Not an answer to your exact question, but instead of writing write_something() as you have, you could change the structure slightly:


void write_somewhere(void *ptr, int to_file)
{
    if (to_file) {
        fprintf( (FILE*) ptr, "stuff here");
    } else {
        sprintf( (char*) ptr, "stuff here");
    }
}

However, for a strict answer to your question... As you've found, the typedef line that you've attempted doesn't work. typedef is a compile time operation, not a runtime operation.

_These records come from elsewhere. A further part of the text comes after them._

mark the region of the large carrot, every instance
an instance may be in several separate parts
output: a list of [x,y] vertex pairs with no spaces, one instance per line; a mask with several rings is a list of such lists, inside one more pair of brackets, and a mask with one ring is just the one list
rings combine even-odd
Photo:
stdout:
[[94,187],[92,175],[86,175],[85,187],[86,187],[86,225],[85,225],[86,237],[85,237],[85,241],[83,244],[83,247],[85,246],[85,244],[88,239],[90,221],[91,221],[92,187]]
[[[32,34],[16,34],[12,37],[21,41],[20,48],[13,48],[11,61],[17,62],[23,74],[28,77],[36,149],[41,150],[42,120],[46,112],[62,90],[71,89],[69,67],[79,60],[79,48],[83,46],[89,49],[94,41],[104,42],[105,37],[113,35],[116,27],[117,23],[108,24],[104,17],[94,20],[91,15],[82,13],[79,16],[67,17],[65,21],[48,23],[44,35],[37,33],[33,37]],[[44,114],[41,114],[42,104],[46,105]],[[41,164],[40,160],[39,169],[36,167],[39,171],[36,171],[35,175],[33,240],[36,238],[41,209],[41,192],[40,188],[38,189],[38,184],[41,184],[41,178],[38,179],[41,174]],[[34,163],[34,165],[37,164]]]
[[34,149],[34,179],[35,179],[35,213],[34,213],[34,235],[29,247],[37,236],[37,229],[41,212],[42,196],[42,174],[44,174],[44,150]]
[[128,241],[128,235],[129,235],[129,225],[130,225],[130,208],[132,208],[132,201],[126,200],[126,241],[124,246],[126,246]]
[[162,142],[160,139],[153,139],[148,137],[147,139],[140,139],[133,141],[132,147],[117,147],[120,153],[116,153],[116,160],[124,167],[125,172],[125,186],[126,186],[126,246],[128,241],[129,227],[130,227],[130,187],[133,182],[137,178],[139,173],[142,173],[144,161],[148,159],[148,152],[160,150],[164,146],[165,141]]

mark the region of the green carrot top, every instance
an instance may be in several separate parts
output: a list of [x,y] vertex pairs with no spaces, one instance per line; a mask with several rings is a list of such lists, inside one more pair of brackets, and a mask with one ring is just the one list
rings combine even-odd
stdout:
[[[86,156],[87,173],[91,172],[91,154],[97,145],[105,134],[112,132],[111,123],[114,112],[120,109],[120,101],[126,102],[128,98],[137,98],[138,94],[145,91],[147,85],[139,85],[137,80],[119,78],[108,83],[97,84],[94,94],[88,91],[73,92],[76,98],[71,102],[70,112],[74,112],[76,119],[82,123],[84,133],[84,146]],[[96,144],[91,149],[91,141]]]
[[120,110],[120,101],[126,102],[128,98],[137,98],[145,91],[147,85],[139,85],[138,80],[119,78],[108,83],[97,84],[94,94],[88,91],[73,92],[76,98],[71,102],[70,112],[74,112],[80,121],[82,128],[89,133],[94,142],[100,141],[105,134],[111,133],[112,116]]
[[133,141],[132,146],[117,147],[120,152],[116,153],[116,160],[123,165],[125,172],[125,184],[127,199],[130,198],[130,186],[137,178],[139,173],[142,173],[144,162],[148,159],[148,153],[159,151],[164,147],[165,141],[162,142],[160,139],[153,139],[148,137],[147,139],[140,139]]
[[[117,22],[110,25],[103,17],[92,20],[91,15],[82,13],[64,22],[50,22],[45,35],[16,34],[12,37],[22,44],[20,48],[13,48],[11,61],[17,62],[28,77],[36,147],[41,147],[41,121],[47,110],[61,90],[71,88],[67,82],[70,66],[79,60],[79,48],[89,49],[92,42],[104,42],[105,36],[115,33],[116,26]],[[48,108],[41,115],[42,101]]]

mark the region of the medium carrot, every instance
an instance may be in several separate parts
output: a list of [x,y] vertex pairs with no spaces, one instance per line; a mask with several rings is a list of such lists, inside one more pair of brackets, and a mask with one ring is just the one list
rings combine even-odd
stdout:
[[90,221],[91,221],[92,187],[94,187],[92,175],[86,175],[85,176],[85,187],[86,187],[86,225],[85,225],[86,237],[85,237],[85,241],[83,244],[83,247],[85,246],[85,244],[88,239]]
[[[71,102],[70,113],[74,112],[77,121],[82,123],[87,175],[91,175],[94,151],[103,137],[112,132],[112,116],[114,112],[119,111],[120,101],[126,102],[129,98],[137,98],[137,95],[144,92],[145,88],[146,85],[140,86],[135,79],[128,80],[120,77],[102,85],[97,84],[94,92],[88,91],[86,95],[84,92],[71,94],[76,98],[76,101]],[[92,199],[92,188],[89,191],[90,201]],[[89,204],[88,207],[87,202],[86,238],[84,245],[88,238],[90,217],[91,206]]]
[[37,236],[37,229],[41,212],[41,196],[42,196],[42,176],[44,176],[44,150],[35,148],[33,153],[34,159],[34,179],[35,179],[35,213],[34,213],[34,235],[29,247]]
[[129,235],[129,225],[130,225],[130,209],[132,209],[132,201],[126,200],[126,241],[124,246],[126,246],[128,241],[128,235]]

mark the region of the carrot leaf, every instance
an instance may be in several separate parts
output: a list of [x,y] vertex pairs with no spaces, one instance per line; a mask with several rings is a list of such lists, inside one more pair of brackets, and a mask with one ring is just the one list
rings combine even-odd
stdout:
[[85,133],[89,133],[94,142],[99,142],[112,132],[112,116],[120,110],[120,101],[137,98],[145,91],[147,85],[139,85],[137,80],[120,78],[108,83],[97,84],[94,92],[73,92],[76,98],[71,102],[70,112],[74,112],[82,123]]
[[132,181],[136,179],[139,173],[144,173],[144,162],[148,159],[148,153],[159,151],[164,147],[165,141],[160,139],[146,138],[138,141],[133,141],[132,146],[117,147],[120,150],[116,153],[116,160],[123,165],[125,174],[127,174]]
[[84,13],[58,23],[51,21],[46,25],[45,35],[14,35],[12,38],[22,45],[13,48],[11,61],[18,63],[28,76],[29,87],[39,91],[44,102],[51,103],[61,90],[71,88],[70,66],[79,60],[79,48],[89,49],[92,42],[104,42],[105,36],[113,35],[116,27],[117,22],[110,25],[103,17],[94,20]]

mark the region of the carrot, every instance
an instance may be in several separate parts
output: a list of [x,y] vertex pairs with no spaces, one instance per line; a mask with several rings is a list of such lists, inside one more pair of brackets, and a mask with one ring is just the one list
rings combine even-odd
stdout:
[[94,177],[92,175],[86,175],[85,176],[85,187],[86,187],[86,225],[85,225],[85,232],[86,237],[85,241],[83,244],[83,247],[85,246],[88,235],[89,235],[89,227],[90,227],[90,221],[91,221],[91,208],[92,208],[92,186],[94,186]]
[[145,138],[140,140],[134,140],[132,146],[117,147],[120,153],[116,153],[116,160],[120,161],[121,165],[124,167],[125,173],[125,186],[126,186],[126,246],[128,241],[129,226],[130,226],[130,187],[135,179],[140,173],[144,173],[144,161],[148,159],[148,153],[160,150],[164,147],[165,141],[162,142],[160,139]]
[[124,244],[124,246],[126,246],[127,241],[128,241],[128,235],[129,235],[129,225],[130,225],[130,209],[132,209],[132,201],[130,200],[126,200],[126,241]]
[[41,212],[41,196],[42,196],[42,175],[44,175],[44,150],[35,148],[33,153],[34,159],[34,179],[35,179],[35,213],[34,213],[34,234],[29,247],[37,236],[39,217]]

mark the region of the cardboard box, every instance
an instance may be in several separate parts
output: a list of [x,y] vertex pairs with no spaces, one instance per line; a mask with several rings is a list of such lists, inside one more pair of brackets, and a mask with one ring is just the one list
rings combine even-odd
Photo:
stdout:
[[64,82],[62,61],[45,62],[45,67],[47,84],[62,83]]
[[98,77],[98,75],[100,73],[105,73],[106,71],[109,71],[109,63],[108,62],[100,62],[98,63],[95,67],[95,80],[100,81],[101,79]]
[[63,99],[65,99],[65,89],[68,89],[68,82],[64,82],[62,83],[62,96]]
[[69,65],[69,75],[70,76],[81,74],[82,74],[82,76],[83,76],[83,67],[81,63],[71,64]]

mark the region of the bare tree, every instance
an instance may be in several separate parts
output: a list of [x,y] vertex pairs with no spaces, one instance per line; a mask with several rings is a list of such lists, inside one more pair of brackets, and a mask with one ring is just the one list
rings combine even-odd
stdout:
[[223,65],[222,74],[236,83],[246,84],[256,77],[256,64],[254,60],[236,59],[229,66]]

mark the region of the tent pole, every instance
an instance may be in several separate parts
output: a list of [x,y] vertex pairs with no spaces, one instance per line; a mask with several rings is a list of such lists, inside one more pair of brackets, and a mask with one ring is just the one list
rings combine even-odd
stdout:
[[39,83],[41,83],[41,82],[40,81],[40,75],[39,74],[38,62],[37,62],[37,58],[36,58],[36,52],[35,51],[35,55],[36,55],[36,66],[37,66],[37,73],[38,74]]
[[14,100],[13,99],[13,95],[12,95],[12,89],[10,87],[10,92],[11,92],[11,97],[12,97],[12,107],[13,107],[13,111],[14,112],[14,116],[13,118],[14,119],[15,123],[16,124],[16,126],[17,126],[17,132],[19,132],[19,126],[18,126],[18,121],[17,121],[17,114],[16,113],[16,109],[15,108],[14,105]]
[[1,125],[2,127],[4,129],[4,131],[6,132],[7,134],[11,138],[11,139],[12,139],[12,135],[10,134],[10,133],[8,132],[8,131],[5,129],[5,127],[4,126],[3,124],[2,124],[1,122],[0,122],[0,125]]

What you could do, though, is to define a type for a function pointer that matches both the fprintf() and sprintf() functions:


typedef int (*someprintf_ptr)(FILE *stream, const char *format, …);

The write_somewhere() would then look like:


void write_somewhere(void *ptr, someprintf_ptr func)
{
    func(ptr, "stuff here");
}

/* with calls looking like... */
write_somewhere( (void *)a_file_ptr, (someprintf_ptr)(fprintf));
2

Your write_something function would have to be something like:

void write_something(void (*function)(),  int to_file) 
{
   ....
}
1

Try making myprintf a function

void write_somewhere(void *ptr, int to_file)
{
    myprintf(to_file, ptr, "stuff here");
    // do stuff
    /* 1000s of similar lines below */
}

void myprintf( int to_file, void *ptr, char *output )
{
    if (to_file)
        fprintf( ptr, output );
    else
        sprintf( ptr, output );
}
1

Let me try:

struct target {
    int (*tgtfunction)();
    void* ptr;
}

struct target mktarget_file(FILE * fp) {
    struct target tgt = { .tgtfuntion = vfprintf, .ptr = fp };
    return tgt;
}

struct target mktarget_string(char * str) {
    struct target tgt = { .tgtfuntion = vsprintf; .ptr = str };
    return tgt;
}

void tgtprintf(struct target * target, char * fmt, ...) {
    va_list ap;
    va_start(ap, target);
    int ret = target.tgtfunction(target.ptr, fmt, ap);
    va_end(ap);
    return ret;
}

void write_stuff(struct target * target)
{
    tgtprintf(target, "stuff here");
    /* 1000s of similar lines below */
}

should do what you want: create a struct target for your wanted target, and just call write_stuff to write your stuff there.

Be aware that the sprintf stuff might need to be refined, as each string is written to the same place instead of appended, and there is no check for free space. But the general concept could start like this.